As pessoas estavam ali berrando contra a corrupção, pela família, pela pátria, num mundo fantasioso verde e amarelo. Eu conhecia muitas daquelas pessoas, tantas pessoas de moral duvidosa. Aquelas mesmas pessoas que gritavam por um Brasil sem corrupção estacionaram seus carros em locais proibidos, em faixas de pedestres, nas calçadas, em fila dupla. Gritavam pela moral aqueles pais de família que tinham filhos fora do casamento. Aqueles homens casados, mas adoravam pagar as meninas da Afonso Pena. Aqueles senhores que deixavam “pintar um clima” com meninas em idade escolar. E as esposas traídas, reprimidas, violentadas. Foi ali que me vi num circo, naquela ode à hipocrisia.
 
Eu estava no ato com meu marido, meu filho pequeno, cheguei achando que estava fazen
do o certo para o meu país, saí com vergonha de mim mesma por ter feito papel de palhaça.
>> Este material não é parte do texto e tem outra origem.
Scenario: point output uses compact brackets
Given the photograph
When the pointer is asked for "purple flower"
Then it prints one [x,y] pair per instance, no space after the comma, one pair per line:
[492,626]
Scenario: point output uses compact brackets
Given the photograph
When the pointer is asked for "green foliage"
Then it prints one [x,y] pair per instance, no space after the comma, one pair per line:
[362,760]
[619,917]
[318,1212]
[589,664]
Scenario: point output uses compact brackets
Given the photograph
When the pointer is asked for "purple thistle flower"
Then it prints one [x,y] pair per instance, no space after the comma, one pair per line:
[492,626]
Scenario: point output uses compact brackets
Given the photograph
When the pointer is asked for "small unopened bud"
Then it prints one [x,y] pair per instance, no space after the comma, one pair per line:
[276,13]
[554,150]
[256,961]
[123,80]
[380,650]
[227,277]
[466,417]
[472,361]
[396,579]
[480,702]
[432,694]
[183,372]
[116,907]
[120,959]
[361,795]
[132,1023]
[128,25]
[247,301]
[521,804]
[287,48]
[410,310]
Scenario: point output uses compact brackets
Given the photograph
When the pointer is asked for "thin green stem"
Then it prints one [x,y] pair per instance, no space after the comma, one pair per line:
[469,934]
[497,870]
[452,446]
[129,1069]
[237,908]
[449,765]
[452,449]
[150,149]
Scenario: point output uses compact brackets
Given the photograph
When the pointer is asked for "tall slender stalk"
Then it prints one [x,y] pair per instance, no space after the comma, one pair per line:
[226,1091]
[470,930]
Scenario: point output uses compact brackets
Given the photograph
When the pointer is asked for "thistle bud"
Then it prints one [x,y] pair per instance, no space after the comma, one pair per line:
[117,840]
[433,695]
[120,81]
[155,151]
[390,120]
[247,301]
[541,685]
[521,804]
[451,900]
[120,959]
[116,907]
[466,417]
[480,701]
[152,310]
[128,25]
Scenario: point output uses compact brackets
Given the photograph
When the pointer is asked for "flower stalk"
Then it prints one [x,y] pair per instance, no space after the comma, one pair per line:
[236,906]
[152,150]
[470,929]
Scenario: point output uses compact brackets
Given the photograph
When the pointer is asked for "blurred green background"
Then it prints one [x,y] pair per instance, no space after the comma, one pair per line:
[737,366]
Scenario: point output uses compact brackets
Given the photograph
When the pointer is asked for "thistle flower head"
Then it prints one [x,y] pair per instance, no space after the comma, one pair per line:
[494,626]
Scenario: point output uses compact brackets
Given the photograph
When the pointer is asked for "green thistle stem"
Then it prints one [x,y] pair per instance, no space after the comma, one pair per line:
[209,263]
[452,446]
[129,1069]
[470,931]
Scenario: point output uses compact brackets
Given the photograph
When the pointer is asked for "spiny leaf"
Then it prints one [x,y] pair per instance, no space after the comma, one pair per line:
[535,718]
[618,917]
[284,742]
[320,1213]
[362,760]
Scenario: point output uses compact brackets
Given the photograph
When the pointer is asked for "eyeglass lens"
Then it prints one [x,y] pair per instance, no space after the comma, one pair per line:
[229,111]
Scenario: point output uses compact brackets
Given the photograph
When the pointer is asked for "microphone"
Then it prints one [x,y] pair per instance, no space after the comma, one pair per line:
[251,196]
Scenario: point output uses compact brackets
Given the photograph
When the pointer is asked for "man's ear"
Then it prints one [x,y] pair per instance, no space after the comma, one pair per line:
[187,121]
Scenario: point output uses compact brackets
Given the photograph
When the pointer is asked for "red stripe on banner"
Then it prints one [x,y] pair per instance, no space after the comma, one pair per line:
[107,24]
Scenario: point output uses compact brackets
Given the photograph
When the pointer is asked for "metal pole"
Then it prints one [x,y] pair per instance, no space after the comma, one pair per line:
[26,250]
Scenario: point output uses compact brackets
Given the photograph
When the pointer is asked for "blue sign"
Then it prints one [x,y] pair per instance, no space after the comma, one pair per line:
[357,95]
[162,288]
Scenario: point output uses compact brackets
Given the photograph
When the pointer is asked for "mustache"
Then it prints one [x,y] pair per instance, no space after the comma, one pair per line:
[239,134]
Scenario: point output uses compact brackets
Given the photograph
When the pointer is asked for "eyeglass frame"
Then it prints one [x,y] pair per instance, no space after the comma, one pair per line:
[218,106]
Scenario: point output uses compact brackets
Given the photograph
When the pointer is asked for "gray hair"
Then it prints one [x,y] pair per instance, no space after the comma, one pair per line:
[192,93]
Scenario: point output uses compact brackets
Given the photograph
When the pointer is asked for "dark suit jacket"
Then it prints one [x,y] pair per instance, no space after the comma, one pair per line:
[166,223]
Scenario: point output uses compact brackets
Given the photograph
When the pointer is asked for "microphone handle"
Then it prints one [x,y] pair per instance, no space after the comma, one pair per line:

Depois daquele dia eu mudei, abri meus olhos e  paguei um preço alto. Passei a ser odiada, ofendida, perseguida, ameaçada. Depois da eleição de 2018, só piorou. Foram ofensas, ameaças e baixarias vindas de "cidadãos de bem", falsos patriotas. Pessoas que estavam preocupadas apenas com elas mesmas.
 
Ainda sinto muita vergonha daquele 13 de março de 2016. Mas aquele dia foi maravilhoso para o meu amadurecimento. A gente precisa se analisar, analisar o entorno e mudar de direção. Essa mudança é muito difícil! Ela significa uma ruptura, romper com crenças, preconceitos e laços afetivos.




 
Chegamos em 2022, pós-eleições, e lá estão aquelas pessoas que perderam meu respeito há muito, pedindo intervenção militar. Dizendo que houve fraude nas urnas, mas só para presidente, o resto não. Clamam por liberdade e por intervenção militar ao mesmo tempo. Não sabem perder. Não aceitam o resultado de uma eleição legítima, dizem que pobre não deveria votar. Aporofobia, xenofobia, homofobia, racismo. São o suco de todo o preconceito. Se acham melhores que os outros. Diziam que as minorias deveriam se curvar às maiorias, mas agora que são minoria agem como crianças mimadas.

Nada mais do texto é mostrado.